Understanding Keyword Search Engine Optimization

I don’t know if it’s frustrating, troubling, or amusing.  But some people seem to think that keyword research and keyword selection are the same in the world of keyword search engine optimization.  They are not.

I speak with many business owners.  They typically seem to think in very general terms:  “I want to rank for this keyword.”

That’s nice.

If you want immediate gratification, it’s called paid search or pay-per-click.  If you want to win with search engines, you need to learn what it takes to succeed.

Keyword research and keyword selection are different because of what is at stake.  You can research keywords until you get so tired that your head crashes into your keyboard.  But just looking at data has no real consequences for how the keywords are going to perform on a web site and gain favor with search engines like Google.

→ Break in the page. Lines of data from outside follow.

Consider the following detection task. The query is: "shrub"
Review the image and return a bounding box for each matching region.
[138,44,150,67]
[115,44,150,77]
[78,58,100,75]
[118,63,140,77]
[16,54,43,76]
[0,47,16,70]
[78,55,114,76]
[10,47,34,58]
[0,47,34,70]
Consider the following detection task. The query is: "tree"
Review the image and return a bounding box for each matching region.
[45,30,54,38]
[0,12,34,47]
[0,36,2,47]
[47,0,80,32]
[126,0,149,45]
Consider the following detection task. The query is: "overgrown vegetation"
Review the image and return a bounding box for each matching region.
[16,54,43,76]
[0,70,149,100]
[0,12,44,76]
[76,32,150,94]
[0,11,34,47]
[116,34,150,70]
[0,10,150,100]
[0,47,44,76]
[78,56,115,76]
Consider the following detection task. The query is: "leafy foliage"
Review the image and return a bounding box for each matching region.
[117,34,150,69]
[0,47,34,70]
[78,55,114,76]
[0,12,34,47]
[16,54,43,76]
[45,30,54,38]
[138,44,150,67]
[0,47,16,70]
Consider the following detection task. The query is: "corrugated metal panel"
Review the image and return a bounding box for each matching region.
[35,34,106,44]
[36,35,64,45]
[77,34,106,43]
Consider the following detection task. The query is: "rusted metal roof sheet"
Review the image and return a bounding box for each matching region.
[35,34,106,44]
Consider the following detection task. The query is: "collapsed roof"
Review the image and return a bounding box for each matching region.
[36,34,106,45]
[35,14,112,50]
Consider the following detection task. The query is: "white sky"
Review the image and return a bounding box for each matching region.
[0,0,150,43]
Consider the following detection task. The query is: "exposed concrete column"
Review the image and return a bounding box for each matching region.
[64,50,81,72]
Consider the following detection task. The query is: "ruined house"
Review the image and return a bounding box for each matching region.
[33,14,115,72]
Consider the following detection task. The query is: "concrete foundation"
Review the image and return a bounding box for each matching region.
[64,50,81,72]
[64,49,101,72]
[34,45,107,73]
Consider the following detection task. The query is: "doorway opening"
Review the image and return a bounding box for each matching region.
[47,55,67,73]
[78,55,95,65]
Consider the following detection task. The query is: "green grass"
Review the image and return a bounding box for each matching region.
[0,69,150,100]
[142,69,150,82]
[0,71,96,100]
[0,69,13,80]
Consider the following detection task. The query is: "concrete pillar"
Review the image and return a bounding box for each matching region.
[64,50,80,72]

Keyword selection unlike keyword research must be made in the face of many factors affecting an Internet marketing campaign.  They include relevance, competitors, in your domain name.

As an online marketing specialist, I know how to size up a situation.

How do you know which factor is more important than another?  You don’t.  Think of it as a scale where you’re weighing two objects.  In this case, were actually weighing many different objects.  But for simplicity sake we’ll focus on two.

Let’s put a few items on one part of this scale like what keywords are already ranking well, how well competitors are ranking, whether keywords are beginning to appear in your website analytics, and how much content you have today to support the keywords.

On the other side of the scale, let’s place your website  age, the number of pages on your website, your domain name, and how many inbound links you have to your website.

You are probably getting the picture.  In other words, it’s a lot of data to consider.  Now, you could map all of that out on an excel document and back it up with some type of formula.  But it really comes down to an intuitive sense of what to do with the data right before your eyes.

Your final decisions with keyword selection have more to do with experience than most anything else.  Nothing is equal.  You might think that one set of factors is going to outweigh the other simply because your ranking well today for some keyword phrases.  On the other hand there is a lot of power in a domain name that includes at least one of the keywords you are really targeting.

Given all those variables, you have to decide what path to take.  Brace yourself for more intangibles.  It’s hard to get your arms around some factors.  What about your capacity to add content to existing pages or with new pages?  I can’t give you the special formula for how many pages you need to support any given keyword phrase.  My best advice is not to go over the top.  In incremental approach is your best bet.